El líder laborista anunció que también dejará la conducción de su partido tras reconocer que perdió el respaldo de sus legisladores. Permanecerá en el cargo hasta que se elija a su sucesor.

El primer ministro del Reino Unido, Keir Starmer, anunció este lunes su renuncia al frente del Gobierno y de la conducción del Partido Laborista, en medio de una creciente crisis política y tras admitir que ya no cuenta con el respaldo suficiente de su propio espacio para continuar en el poder.
En una declaración realizada desde Downing Street, la residencia oficial del jefe de Gobierno británico, Starmer confirmó que ya comunicó su decisión al rey Carlos III y aseguró que trabajará para garantizar una transición «ordenada» hasta la designación de un nuevo líder.
Visiblemente emocionado y acompañado por miembros de su gabinete y personal de la sede gubernamental, el dirigente laborista sostuvo que todas las decisiones que tomó estuvieron guiadas por el interés del país y anunció que también abandonará la jefatura del partido.
Starmer había llegado al poder en julio de 2024 con una sólida mayoría absoluta, pero la pérdida de apoyo interno y una serie de reveses políticos terminaron precipitando su salida. El mandatario informó que solicitó al Comité Nacional Ejecutivo del Partido Laborista que establezca un cronograma para la elección de su sucesor, con vistas a completar el proceso antes del receso parlamentario de verano.
De acuerdo con las previsiones, el nuevo líder laborista y futuro primer ministro podría asumir en septiembre, aunque no se descarta que el traspaso se concrete antes si surge un único candidato de consenso. Mientras tanto, Starmer permanecerá en funciones para evitar un vacío de poder y prometió brindar «todo su apoyo» a quien resulte elegido.
La dimisión se produjo tras semanas de fuertes presiones por parte de ministros y diputados laboristas, que responsabilizaron a Starmer por los malos resultados obtenidos por el partido en las elecciones locales de Inglaterra y en los comicios regionales de Escocia y Gales celebrados el pasado 7 de mayo.

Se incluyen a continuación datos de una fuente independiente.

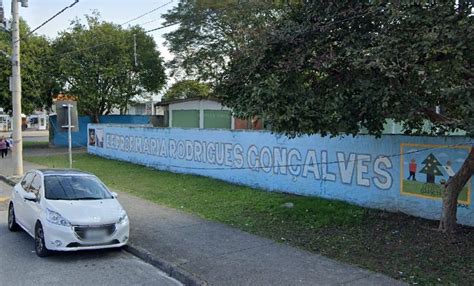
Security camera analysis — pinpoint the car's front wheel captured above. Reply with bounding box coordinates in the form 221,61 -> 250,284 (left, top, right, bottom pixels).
35,222 -> 50,257
8,203 -> 20,231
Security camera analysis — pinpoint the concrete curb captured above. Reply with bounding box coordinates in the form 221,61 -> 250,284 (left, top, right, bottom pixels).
0,175 -> 208,286
124,243 -> 208,286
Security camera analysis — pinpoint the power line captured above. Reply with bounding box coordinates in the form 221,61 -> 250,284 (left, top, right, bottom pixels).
18,0 -> 79,41
120,0 -> 173,26
145,23 -> 179,33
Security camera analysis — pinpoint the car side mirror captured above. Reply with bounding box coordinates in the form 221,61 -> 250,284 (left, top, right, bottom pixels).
23,193 -> 38,202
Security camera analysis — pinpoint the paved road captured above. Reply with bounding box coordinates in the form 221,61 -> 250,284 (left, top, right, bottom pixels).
0,182 -> 181,286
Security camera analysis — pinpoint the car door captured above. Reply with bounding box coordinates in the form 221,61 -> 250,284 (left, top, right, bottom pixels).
12,172 -> 35,227
24,172 -> 43,233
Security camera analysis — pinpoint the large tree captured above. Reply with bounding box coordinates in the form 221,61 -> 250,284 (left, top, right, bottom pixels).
0,20 -> 57,114
162,80 -> 210,101
54,15 -> 166,122
216,1 -> 474,231
163,0 -> 279,82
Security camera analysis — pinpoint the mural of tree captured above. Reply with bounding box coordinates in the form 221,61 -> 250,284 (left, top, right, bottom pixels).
420,153 -> 443,184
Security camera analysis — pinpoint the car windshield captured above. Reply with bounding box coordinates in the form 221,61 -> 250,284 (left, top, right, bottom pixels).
44,176 -> 113,200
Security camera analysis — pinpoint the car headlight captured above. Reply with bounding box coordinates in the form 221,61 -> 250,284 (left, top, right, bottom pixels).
117,210 -> 128,224
46,209 -> 71,226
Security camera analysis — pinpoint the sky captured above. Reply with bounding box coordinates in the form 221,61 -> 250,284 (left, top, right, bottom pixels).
0,0 -> 179,69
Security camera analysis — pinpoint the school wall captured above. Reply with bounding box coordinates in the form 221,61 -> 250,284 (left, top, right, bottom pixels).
49,115 -> 150,147
88,124 -> 474,226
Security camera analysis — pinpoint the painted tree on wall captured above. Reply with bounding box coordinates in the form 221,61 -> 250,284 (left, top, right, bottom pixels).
420,153 -> 442,184
214,0 -> 474,232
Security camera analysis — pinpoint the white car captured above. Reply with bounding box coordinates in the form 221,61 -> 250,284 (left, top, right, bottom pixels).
8,169 -> 130,257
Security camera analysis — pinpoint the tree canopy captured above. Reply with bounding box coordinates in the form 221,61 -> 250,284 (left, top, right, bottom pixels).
53,15 -> 166,121
163,0 -> 278,82
162,80 -> 210,101
217,1 -> 474,136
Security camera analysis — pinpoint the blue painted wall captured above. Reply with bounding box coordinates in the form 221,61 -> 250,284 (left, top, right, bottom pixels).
49,115 -> 150,147
88,124 -> 474,226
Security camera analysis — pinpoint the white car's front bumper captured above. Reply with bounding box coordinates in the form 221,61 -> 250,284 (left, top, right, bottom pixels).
43,219 -> 130,251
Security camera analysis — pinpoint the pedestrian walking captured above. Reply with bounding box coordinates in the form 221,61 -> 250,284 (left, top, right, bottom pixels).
0,137 -> 8,158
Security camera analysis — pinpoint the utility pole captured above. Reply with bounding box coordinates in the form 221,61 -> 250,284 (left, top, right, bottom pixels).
133,34 -> 138,66
11,0 -> 28,176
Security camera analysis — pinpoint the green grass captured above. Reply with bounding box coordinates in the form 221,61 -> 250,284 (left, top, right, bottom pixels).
403,180 -> 468,203
27,154 -> 474,285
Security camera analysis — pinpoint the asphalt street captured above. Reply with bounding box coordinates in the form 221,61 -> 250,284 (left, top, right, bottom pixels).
0,182 -> 181,286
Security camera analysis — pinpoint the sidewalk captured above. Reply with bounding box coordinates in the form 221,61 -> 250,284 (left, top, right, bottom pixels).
0,155 -> 404,285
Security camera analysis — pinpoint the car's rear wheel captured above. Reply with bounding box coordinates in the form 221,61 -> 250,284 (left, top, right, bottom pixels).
8,203 -> 20,231
35,222 -> 50,257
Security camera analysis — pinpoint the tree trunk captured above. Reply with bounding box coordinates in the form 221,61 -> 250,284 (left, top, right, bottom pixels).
439,147 -> 474,232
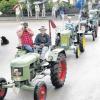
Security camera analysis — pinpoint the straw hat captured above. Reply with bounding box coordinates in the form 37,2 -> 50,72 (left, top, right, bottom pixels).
39,26 -> 47,31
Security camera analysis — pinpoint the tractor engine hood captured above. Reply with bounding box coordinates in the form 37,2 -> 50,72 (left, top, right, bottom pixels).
10,53 -> 40,67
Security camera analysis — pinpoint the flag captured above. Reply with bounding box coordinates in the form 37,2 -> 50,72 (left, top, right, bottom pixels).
75,0 -> 85,9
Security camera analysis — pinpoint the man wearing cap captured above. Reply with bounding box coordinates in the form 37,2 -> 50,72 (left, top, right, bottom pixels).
35,26 -> 51,60
17,22 -> 34,52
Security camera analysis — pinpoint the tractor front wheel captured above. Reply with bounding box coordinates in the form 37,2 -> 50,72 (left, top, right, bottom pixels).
0,78 -> 7,100
34,82 -> 47,100
79,35 -> 86,52
92,32 -> 95,41
51,53 -> 67,88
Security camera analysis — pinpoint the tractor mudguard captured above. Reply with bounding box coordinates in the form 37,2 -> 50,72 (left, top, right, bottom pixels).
45,48 -> 66,61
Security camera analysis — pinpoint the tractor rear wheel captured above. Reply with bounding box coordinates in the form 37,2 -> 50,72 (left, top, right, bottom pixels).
0,78 -> 7,100
34,82 -> 47,100
51,53 -> 67,88
75,46 -> 80,58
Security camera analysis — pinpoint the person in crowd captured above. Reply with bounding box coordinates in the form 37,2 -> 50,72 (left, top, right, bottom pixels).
35,4 -> 40,19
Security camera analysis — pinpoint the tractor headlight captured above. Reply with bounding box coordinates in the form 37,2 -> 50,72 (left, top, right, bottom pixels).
11,68 -> 23,76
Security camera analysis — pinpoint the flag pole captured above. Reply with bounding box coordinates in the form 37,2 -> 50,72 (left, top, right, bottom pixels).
49,20 -> 51,38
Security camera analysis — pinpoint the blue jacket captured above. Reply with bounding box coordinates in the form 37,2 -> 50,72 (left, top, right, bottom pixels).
35,33 -> 51,46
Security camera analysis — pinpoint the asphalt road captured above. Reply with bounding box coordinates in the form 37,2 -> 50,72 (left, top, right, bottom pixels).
0,21 -> 100,100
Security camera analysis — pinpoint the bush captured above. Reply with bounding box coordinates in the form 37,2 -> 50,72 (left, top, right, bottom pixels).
0,0 -> 17,15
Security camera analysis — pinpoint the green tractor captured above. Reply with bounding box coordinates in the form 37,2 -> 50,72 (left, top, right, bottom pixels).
56,24 -> 85,58
0,47 -> 67,100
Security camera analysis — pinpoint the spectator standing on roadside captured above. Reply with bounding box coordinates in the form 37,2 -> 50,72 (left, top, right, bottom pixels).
35,4 -> 40,19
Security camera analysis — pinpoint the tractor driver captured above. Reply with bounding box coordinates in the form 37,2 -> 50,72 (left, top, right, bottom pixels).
17,22 -> 34,52
35,26 -> 51,60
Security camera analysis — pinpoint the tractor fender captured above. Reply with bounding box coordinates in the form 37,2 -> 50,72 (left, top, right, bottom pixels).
45,48 -> 66,62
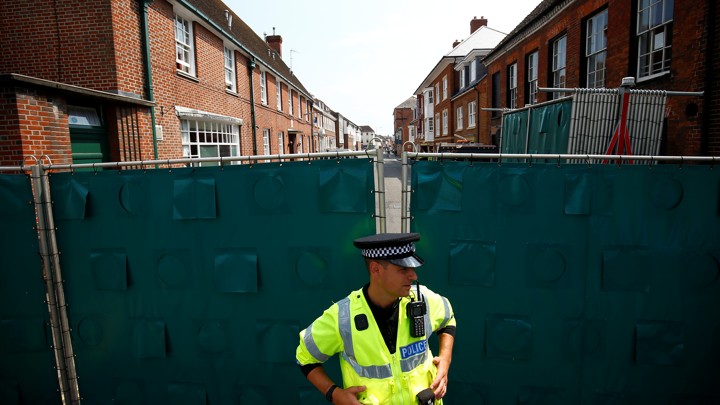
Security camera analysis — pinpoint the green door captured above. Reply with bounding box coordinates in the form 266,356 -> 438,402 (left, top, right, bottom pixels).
68,106 -> 110,164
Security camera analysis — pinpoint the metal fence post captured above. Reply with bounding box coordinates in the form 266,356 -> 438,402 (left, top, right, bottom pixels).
31,161 -> 80,404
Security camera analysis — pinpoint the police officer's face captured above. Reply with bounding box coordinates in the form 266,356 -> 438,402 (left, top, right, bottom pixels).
379,262 -> 417,297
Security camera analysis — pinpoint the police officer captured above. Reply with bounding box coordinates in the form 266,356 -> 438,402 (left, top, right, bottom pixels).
296,233 -> 456,404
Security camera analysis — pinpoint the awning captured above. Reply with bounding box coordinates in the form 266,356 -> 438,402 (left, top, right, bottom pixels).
175,106 -> 242,125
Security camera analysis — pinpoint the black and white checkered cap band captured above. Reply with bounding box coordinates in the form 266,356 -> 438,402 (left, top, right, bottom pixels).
360,243 -> 415,259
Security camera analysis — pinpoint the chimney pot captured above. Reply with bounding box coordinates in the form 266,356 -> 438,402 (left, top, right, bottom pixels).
470,16 -> 487,35
265,34 -> 282,58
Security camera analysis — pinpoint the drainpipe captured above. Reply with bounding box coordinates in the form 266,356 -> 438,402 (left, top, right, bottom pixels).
699,0 -> 717,156
140,0 -> 158,160
248,58 -> 257,156
473,85 -> 482,143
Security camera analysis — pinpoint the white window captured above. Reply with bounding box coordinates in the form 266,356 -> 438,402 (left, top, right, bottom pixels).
288,87 -> 292,115
468,101 -> 476,128
260,70 -> 267,105
175,14 -> 195,76
443,109 -> 448,135
275,80 -> 282,111
263,128 -> 270,162
508,63 -> 517,108
180,119 -> 240,166
637,0 -> 674,78
585,10 -> 607,88
552,35 -> 567,98
527,51 -> 538,104
225,47 -> 237,93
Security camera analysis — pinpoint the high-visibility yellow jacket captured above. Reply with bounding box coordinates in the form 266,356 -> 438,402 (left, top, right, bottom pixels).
296,287 -> 455,405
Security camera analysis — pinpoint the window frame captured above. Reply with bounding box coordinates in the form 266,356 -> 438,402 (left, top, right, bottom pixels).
525,50 -> 540,104
443,108 -> 449,135
550,34 -> 567,99
635,0 -> 675,81
455,106 -> 464,130
585,9 -> 608,88
507,62 -> 517,109
468,101 -> 477,128
180,118 -> 241,166
174,12 -> 196,77
275,79 -> 282,111
288,86 -> 293,116
223,46 -> 237,93
260,70 -> 267,105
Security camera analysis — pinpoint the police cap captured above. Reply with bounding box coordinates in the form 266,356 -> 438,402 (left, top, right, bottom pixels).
353,232 -> 425,267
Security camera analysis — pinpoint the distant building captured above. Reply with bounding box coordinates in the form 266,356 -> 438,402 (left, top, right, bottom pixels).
415,17 -> 505,151
0,0 -> 355,165
393,96 -> 417,153
313,98 -> 337,152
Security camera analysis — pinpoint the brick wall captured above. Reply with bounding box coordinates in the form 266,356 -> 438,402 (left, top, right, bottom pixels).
482,0 -> 718,155
0,87 -> 71,166
0,0 -> 118,91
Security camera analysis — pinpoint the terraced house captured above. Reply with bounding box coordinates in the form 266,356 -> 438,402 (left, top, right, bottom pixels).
0,0 -> 337,165
416,0 -> 720,156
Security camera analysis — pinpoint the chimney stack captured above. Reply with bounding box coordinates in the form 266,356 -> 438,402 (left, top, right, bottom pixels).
470,16 -> 487,35
265,27 -> 282,58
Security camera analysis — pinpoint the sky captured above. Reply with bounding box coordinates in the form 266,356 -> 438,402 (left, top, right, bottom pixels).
223,0 -> 541,135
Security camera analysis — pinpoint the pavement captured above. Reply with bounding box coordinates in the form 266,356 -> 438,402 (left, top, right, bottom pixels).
376,154 -> 402,233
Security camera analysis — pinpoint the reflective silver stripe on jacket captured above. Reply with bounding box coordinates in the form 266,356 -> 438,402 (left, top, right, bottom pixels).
400,335 -> 430,373
303,322 -> 330,363
439,296 -> 452,329
337,297 -> 392,379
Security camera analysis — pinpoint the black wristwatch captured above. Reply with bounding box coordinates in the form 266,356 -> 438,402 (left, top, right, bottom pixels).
325,384 -> 337,403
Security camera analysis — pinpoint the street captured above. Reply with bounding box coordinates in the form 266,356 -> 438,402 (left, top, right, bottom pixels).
378,153 -> 402,233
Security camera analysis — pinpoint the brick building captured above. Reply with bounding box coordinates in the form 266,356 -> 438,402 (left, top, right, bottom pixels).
393,96 -> 418,155
481,0 -> 720,155
0,0 -> 318,165
415,17 -> 505,151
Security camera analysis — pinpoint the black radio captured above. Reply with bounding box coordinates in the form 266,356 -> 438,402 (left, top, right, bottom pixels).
405,281 -> 427,337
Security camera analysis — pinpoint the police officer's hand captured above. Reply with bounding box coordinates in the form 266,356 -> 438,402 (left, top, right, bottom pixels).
430,356 -> 450,399
333,385 -> 365,405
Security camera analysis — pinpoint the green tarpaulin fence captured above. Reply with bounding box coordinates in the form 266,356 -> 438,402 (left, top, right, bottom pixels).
411,161 -> 720,404
0,159 -> 720,405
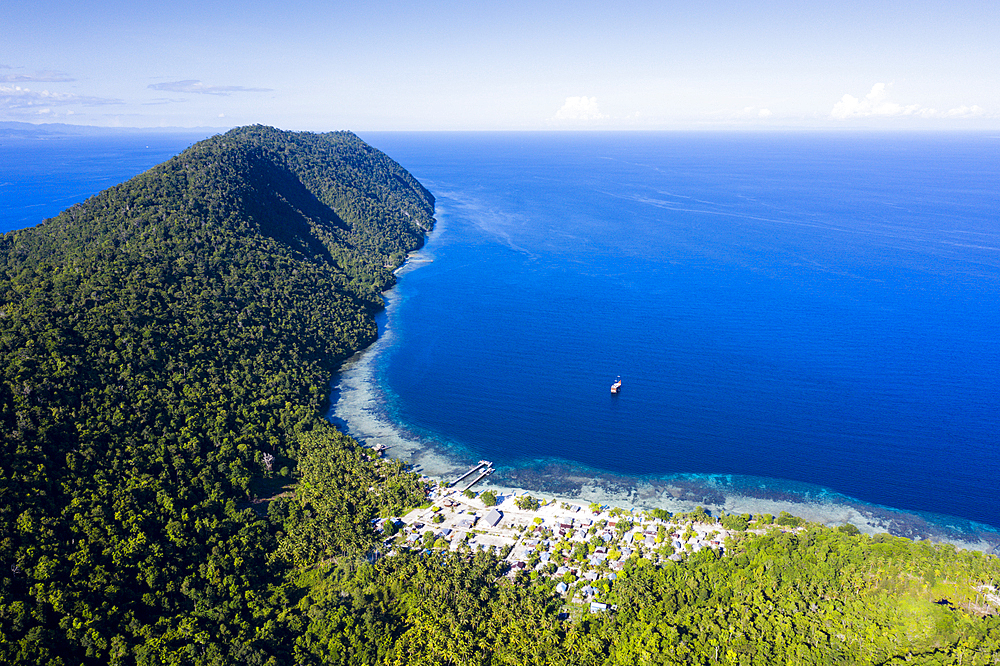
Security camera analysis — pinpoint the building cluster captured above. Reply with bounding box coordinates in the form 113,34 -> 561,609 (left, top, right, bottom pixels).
378,480 -> 729,611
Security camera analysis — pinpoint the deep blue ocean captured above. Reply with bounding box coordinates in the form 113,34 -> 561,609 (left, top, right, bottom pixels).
0,128 -> 1000,540
0,132 -> 209,233
352,133 -> 1000,526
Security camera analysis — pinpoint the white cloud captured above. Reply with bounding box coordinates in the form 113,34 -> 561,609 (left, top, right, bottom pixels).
830,83 -> 984,120
555,97 -> 607,120
944,104 -> 986,118
0,85 -> 125,109
148,79 -> 272,95
0,65 -> 76,83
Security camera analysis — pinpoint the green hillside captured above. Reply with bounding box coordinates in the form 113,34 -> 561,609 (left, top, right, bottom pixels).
0,126 -> 1000,666
0,127 -> 434,664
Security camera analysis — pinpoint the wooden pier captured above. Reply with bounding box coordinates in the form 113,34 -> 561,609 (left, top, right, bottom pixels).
462,463 -> 493,492
448,460 -> 493,488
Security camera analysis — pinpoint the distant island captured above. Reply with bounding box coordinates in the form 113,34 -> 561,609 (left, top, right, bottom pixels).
0,126 -> 1000,665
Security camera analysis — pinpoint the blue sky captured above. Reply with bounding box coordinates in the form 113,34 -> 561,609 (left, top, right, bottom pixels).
0,0 -> 1000,131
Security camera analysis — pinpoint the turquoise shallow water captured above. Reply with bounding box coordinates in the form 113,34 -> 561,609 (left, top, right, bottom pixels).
7,133 -> 1000,540
346,134 -> 1000,540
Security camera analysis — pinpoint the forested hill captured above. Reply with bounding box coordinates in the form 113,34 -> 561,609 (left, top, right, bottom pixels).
0,127 -> 1000,666
0,126 -> 434,663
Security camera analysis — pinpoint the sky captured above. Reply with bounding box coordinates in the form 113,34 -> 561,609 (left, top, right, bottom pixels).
0,0 -> 1000,131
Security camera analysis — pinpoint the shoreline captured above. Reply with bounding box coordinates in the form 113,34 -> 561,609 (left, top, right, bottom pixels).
327,226 -> 1000,554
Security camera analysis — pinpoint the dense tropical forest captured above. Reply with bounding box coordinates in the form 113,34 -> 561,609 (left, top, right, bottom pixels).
0,126 -> 1000,665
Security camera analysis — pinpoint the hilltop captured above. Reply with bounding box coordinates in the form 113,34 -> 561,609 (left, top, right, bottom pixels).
0,126 -> 1000,666
0,126 -> 434,663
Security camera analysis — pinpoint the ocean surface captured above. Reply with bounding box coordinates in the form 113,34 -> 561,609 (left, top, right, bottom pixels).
333,133 -> 1000,536
7,133 -> 1000,549
0,132 -> 209,233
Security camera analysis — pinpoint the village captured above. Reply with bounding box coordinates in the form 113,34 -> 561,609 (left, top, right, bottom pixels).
379,472 -> 770,612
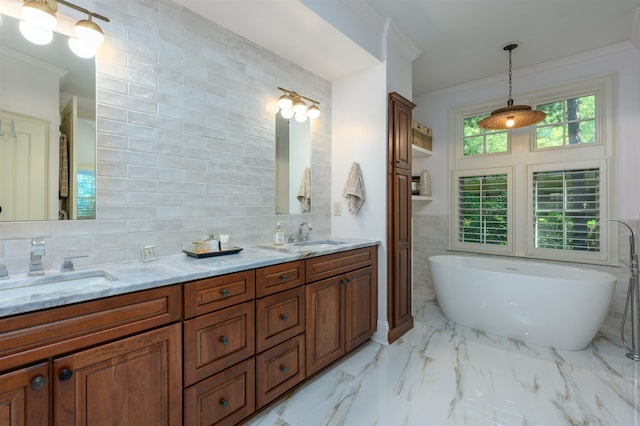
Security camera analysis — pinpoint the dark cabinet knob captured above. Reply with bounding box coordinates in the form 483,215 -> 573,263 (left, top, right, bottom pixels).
58,368 -> 73,382
31,376 -> 47,390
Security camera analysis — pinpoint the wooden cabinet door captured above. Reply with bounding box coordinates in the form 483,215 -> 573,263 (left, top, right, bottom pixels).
387,93 -> 415,343
53,324 -> 182,426
0,362 -> 51,426
388,169 -> 413,341
342,266 -> 378,352
306,277 -> 345,376
388,93 -> 415,171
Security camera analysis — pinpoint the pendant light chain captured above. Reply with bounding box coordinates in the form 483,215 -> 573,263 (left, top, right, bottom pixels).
509,49 -> 513,101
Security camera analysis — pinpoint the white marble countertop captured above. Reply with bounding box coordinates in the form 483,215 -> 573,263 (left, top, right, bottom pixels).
0,237 -> 380,318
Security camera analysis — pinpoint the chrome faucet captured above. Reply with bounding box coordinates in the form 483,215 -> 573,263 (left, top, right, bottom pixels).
298,222 -> 313,241
29,238 -> 45,277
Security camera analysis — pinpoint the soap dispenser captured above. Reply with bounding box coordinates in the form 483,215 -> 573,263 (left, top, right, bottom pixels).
273,222 -> 284,246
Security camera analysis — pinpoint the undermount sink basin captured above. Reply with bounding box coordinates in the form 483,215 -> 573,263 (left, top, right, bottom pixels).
293,240 -> 345,247
0,269 -> 118,290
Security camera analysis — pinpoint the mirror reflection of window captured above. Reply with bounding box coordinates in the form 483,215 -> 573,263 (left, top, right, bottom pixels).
276,114 -> 311,214
0,15 -> 96,221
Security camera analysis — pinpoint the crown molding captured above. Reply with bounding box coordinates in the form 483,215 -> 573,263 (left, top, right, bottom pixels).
630,7 -> 640,50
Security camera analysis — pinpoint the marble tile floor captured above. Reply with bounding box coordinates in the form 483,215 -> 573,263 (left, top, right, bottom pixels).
248,301 -> 640,426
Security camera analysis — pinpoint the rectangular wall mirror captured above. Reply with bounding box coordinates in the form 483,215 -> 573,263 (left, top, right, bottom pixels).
276,114 -> 312,214
0,15 -> 96,222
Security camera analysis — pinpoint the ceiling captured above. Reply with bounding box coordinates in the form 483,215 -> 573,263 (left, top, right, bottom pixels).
174,0 -> 640,97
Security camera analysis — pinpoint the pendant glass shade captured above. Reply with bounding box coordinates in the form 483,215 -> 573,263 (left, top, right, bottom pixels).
478,100 -> 547,130
478,43 -> 547,130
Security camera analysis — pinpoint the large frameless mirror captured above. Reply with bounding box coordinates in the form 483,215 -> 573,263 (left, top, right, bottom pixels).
0,15 -> 96,222
276,114 -> 312,214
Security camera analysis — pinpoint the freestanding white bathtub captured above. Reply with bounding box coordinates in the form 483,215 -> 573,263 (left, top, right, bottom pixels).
429,255 -> 616,350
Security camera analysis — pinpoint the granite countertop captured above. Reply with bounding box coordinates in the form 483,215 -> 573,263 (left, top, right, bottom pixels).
0,237 -> 380,318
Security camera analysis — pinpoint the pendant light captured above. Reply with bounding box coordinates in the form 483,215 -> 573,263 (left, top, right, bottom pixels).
478,43 -> 547,130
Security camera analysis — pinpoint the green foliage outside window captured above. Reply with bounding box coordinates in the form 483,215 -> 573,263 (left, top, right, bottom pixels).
463,114 -> 509,156
536,95 -> 596,148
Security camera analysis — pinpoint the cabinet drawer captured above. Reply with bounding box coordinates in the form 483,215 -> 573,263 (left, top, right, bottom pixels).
256,260 -> 304,297
184,358 -> 255,426
256,334 -> 305,408
306,246 -> 378,282
184,301 -> 255,385
184,269 -> 255,318
0,285 -> 182,371
256,287 -> 305,352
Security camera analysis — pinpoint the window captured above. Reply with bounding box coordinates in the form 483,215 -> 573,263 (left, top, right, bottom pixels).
449,75 -> 617,264
458,173 -> 509,245
463,114 -> 508,155
532,168 -> 600,251
77,170 -> 96,219
536,95 -> 596,149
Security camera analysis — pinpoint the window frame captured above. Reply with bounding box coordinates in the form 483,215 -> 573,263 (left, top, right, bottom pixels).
449,73 -> 618,265
526,159 -> 609,263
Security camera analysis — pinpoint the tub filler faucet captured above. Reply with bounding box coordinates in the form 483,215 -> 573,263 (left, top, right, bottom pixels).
29,238 -> 45,277
596,219 -> 640,361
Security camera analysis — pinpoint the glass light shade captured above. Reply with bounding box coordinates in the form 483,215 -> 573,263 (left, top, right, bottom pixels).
307,104 -> 320,120
280,109 -> 295,120
293,98 -> 307,114
478,100 -> 547,130
69,37 -> 97,58
20,21 -> 53,46
21,0 -> 58,31
278,93 -> 293,110
73,19 -> 104,47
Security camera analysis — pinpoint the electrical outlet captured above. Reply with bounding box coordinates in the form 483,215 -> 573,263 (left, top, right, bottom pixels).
333,201 -> 342,216
142,246 -> 156,262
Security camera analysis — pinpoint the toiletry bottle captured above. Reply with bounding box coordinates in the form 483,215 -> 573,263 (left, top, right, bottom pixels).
273,222 -> 284,246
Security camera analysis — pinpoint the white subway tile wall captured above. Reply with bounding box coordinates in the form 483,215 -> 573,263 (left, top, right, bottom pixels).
0,0 -> 331,274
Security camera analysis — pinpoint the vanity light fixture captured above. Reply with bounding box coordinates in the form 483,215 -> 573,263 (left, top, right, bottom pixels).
276,87 -> 320,123
478,43 -> 547,130
20,0 -> 109,58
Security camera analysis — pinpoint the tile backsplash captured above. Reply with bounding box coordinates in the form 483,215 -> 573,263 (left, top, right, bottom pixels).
0,0 -> 331,274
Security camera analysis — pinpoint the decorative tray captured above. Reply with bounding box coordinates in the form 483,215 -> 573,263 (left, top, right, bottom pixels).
182,247 -> 242,259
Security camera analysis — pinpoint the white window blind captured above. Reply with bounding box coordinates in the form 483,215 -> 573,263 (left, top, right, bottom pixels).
533,168 -> 600,251
458,173 -> 509,245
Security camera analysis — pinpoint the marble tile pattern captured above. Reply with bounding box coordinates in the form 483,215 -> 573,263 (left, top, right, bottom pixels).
247,299 -> 640,426
0,237 -> 380,318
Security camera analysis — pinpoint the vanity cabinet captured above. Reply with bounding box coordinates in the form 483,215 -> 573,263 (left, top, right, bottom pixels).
0,246 -> 377,426
0,285 -> 182,426
256,260 -> 306,408
306,247 -> 377,376
183,269 -> 255,426
0,362 -> 50,426
53,324 -> 182,426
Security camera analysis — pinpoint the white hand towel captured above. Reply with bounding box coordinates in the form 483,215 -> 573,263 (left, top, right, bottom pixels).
298,167 -> 311,213
342,161 -> 366,214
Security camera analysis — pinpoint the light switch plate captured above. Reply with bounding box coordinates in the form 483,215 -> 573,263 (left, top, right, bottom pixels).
333,201 -> 342,216
142,246 -> 156,262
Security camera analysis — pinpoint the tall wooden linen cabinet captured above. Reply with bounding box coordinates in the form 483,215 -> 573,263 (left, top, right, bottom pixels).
387,92 -> 416,343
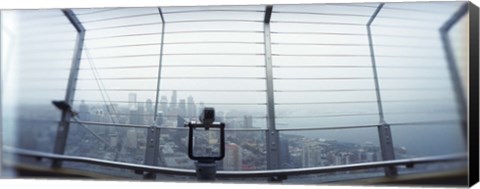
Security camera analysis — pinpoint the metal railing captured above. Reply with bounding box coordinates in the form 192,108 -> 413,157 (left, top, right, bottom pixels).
2,4 -> 467,183
4,146 -> 467,178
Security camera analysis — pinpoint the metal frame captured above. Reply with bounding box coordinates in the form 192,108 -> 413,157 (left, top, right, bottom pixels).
367,3 -> 397,176
0,10 -> 3,177
5,147 -> 467,178
144,7 -> 165,179
40,3 -> 468,181
263,5 -> 280,181
440,2 -> 468,143
52,9 -> 86,168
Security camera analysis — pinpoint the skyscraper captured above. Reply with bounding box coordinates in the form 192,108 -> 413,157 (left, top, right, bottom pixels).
160,96 -> 168,114
170,90 -> 177,110
196,102 -> 205,116
280,138 -> 293,168
78,100 -> 90,121
243,115 -> 253,128
128,93 -> 137,110
145,99 -> 153,114
137,102 -> 145,125
187,96 -> 198,120
223,143 -> 242,170
178,99 -> 187,117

La situación se agravó luego de la reciente victoria política de Andy Burnham, exalcalde de Manchester y una de las figuras más populares del laborismo, quien obtuvo un escaño parlamentario por la circunscripción de Makerfield y ya manifestó su intención de competir por el liderazgo del partido. Para formalizar su candidatura necesitará el respaldo de al menos 81 diputados, aunque distintas estimaciones indican que ya tendría el apoyo de cerca de 200 legisladores.
Desde su llegada al poder, Starmer enfrentó una sostenida caída en los niveles de aprobación, en un contexto marcado por el estancamiento económico y el incremento del costo de vida en el Reino Unido. A ello se sumó la polémica generada por la designación de Peter Mandelson como embajador en Washington, una decisión cuestionada por los vínculos del dirigente con el fallecido financista estadounidense Jeffrey Epstein.
La salida de Starmer abre una nueva etapa de incertidumbre para el Partido Laborista y para la política británica, apenas dos años después de haber regresado al poder con una cómoda mayoría parlamentaria.